- Original Playbill cover
- Original language: English
- Written by: William Inge
- Genre: Comedy-drama
- Setting: Independence, Kansas

Premiere
- Date: October 26, 1975
- Place: ANTA Playhouse

= Summer Brave =

Play written by William Inge

Summer Brave is a play by William Inge, a revision of his Pulitzer Prize-winning 1953 play Picnic. Set in Independence, Kansas, a small town in Kansas in the early 1950s, it focuses on Hal Carter, an attractive young stranger who drifts into town just before the annual Labor Day celebration and sets off a chain of events that prompts various residents to reflect on the present and contemplate an unpromising future.

== Writing ==
Of it, Inge said, "A couple of years after Picnic had closed on Broadway, after the film version had made its success, I got the early version out of my files and began to rework it, just for my own satisfaction. Summer Brave is the result. I admit that I prefer it to the version of the play that was produced [originally], but I don't necessarily expect others to agree...I feel that it is more humorously true than Picnic, and it does fulfill my original intentions."

== Production ==
The Broadway production was staged two years after Inge's death. Produced by Fritz Holt and directed by Michael Montel, it was not a success. After three previews, it opened on October 26, 1975 at the ANTA Playhouse and closed after 18 performances. Ernest Thompson, who later won fame as the writer of On Golden Pond, starred as Hal Carter. The supporting cast included Nan Martin, Alexis Smith, Jill Eikenberry, Miles Chapin, and Peter Weller.

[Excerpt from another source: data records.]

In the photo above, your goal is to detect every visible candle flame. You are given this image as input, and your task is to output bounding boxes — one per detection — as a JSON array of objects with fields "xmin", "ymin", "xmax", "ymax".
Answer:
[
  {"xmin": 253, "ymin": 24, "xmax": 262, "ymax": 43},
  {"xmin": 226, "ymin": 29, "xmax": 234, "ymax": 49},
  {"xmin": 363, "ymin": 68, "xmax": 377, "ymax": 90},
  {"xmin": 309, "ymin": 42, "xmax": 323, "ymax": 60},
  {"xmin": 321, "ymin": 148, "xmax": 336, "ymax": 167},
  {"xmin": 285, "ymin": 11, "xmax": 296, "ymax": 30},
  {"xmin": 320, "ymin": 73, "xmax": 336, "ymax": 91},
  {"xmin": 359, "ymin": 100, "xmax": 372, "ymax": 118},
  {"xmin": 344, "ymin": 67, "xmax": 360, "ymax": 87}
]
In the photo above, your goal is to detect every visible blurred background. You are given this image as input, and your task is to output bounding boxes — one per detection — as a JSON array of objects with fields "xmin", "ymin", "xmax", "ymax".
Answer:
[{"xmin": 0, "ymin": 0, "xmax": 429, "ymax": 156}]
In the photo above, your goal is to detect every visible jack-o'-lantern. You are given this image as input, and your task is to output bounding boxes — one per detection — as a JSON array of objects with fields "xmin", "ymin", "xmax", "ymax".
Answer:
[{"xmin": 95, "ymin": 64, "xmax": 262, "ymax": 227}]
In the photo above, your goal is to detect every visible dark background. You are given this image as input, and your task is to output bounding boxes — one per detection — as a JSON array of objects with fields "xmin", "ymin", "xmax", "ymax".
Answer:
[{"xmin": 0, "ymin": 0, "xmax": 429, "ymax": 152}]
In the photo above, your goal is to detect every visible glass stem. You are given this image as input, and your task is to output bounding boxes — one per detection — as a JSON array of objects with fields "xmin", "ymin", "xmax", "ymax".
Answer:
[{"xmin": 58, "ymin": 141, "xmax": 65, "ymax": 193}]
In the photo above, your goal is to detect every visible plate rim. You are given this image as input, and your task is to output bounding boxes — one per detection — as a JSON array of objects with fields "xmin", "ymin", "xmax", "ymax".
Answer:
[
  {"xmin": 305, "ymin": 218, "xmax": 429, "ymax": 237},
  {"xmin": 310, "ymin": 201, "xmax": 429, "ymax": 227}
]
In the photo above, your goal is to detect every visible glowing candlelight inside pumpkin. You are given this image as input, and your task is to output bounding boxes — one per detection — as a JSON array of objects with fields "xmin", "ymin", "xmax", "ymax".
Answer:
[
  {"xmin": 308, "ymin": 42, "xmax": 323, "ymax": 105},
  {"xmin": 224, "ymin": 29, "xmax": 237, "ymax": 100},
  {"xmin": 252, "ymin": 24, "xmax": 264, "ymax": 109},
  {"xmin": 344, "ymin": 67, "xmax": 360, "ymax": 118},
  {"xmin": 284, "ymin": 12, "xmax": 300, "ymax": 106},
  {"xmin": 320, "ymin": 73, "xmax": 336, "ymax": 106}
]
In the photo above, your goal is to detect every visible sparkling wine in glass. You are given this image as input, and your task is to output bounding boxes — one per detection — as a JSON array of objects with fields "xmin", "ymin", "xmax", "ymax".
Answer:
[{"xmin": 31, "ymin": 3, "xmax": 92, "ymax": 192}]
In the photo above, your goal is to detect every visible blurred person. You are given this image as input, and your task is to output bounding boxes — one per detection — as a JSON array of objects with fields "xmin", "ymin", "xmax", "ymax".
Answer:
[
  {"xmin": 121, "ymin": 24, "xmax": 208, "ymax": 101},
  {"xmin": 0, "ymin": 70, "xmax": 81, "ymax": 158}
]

First published in 1962, the first performance of Summer Brave came only after Inge's death in 1973. However, he wrote the original version of Summer Brave long before Picnic. In other words, Picnic was revised from Summer Brave, not the other way around. In fact, a manuscript copy of the play Summer Brave held in Special Collections at the University of Kansas library has an inscription by Inge on the title page. There Inge refers to it as an early version of Picnic, and one that he much preferred to Picnic. The ending of Summer Brave is the main substantive difference between it and Picnic, with Madge staying rather than running after Hal. The ending for Picnic was suggested by Josh Logan, the director. Although Picnic is set in the early 1950s, both plays are about growing up in Independence, Kansas in the 1920s, as all the allusions in the texts show, and most of the characters are based upon people who lived in Independence when Inge was a boy. In addition, sections of Summer Brave reflect biographical events that Inge's family felt were too personal to make public. Hence, one page from the KU library's copy of the Summer Brave manuscript was intentionally removed (possibly by Inge's sister), leaving a gap of information in an important conversation that does not exist at all in the published version of the play. Inge always wanted to retain aspects of Summer Brave in Picnic. Hence, the first publications of Picnic all have differences. Taken together, all three plays—the early Summer Brave, Picnic, and the published Summer Brave—represent at least 25 years of a writer's efforts to express things even he may have felt too painful to reveal.